Borders, Boundaries & Liminal Spaces

Borders, Boundaries & Liminal Spaces was originally conceived to be an extension of our concept of the new media center. It also seemed logical to have a conference about liminal spaces inside of one. Truly, the conference afforded us an opportunity to interrogate the space more thoroughly. Aside from the specifics of the topics covered (remains, the body from within and without, present and future, and the manipulation of the system) the conference was particularly enlightening with respect to the engine of Second Life and communication within that medium.

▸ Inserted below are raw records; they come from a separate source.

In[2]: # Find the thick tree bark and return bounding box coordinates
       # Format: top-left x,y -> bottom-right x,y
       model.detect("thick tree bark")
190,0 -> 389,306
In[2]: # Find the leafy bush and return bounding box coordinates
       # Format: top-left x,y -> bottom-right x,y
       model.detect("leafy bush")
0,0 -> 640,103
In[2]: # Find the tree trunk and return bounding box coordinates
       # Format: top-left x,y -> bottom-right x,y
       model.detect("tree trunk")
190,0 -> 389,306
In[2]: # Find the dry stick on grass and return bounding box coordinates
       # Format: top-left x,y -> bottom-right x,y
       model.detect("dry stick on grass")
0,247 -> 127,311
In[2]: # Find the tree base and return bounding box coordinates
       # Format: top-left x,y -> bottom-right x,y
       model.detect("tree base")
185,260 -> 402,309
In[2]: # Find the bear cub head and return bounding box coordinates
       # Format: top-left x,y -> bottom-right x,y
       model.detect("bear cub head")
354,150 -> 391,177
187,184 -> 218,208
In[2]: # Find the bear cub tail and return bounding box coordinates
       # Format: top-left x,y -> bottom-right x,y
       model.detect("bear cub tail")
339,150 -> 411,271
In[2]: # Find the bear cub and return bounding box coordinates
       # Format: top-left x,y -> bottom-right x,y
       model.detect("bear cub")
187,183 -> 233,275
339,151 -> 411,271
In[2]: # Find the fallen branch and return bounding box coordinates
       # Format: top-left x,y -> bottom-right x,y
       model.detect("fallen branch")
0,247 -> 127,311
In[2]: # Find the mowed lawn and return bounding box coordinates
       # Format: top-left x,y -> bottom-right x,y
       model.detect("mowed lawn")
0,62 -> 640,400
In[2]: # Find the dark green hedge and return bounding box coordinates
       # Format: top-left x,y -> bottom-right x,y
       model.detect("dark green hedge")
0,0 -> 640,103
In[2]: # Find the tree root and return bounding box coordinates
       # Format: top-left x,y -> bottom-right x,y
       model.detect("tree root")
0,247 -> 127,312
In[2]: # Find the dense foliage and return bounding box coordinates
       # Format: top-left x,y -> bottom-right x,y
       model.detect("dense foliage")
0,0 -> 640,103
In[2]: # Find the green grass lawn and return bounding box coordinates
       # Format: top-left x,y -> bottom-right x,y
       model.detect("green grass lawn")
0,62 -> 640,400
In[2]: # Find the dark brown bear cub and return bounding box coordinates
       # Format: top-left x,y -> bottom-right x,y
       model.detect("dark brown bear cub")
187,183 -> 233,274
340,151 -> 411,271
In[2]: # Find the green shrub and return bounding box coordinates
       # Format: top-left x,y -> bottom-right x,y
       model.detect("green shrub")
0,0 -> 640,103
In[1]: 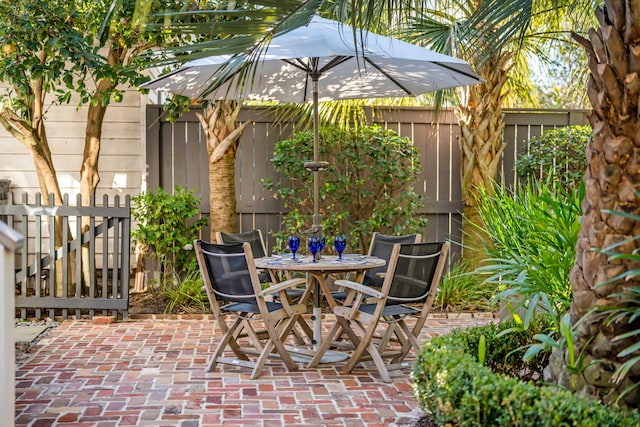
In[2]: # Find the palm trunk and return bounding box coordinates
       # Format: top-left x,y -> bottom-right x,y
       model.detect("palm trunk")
198,101 -> 249,241
78,79 -> 113,287
547,0 -> 640,406
456,53 -> 512,269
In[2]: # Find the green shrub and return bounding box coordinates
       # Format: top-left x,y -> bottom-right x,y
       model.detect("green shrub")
263,126 -> 425,252
515,126 -> 593,189
162,268 -> 211,313
131,186 -> 207,286
413,324 -> 640,427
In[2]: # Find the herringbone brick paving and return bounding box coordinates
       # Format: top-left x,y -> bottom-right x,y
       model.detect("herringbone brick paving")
15,316 -> 493,427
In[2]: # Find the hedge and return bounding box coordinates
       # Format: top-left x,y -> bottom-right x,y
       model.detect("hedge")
413,323 -> 640,427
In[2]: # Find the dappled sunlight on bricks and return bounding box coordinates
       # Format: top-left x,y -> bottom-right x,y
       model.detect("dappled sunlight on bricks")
15,318 -> 493,427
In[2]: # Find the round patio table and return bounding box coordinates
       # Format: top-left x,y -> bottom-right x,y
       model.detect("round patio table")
255,254 -> 386,362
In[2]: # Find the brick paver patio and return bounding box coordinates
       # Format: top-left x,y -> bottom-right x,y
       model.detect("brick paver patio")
15,316 -> 493,427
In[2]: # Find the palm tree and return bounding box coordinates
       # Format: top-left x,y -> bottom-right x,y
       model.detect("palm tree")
142,0 -> 317,240
560,0 -> 640,407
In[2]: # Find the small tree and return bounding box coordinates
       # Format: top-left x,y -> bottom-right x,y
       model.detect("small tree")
264,126 -> 425,252
516,126 -> 593,189
131,187 -> 207,287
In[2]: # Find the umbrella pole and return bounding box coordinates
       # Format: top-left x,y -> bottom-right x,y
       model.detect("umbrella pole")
304,72 -> 329,237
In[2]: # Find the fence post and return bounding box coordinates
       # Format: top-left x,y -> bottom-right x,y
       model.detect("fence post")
0,221 -> 24,427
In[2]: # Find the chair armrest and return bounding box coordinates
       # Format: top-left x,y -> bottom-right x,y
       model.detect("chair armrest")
335,279 -> 384,298
258,277 -> 307,297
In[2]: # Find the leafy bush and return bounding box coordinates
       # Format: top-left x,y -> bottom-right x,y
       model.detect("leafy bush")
515,126 -> 593,189
585,207 -> 640,397
263,126 -> 425,252
131,186 -> 207,285
433,262 -> 496,312
413,324 -> 640,427
162,268 -> 211,313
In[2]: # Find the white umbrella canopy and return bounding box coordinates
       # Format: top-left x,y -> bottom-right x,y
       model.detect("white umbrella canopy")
144,16 -> 483,102
143,16 -> 484,234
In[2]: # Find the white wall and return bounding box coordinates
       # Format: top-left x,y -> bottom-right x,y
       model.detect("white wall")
0,89 -> 147,204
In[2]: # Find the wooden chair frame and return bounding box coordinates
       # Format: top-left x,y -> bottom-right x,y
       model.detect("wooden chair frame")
194,240 -> 306,379
308,242 -> 449,382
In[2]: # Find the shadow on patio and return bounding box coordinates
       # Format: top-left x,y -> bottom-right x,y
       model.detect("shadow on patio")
15,315 -> 494,427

Conference in Second Life at Ars Virtua

Panelists:
Laura Jones (J0E Languish for this presentation only)
Renée Ridgway (Chloe Mahfouz)
Brad Kligerman (Kliger Dinkin)

Moderator
James Morgan (Rubaiyat Shatner)

The session was intended to look at the nature of what is left behind by a culture, people or civilization through the lens of an archaeologist, architect and artist. Laura manages to find a new discipline in the archaeology of the virtual, but one that is different in its essential character but not in its essence. Archaeology will still be about putting together incomplete pieces but the pieces will now be recorded bits of data. Brad focuses on the crossing of the threshold into the synthetic environment. He chooses to consider what is left behind in the transition. Renée considers history through visualization and story telling. She reconstructs the metaphoric narrative based on the bits and bobbs of text that refer to events. She also shows us a cultural perspective based entirely within a familar land.

The CADRE Laboratory for New Media, an interdisciplinary academic and research program dedicated to the experimental use of information technology and art will publish Switch 23, ‘Function//Border//Dysfunction’, featuring the ‘Borders, Boundaries & Liminal Spaces’ conference.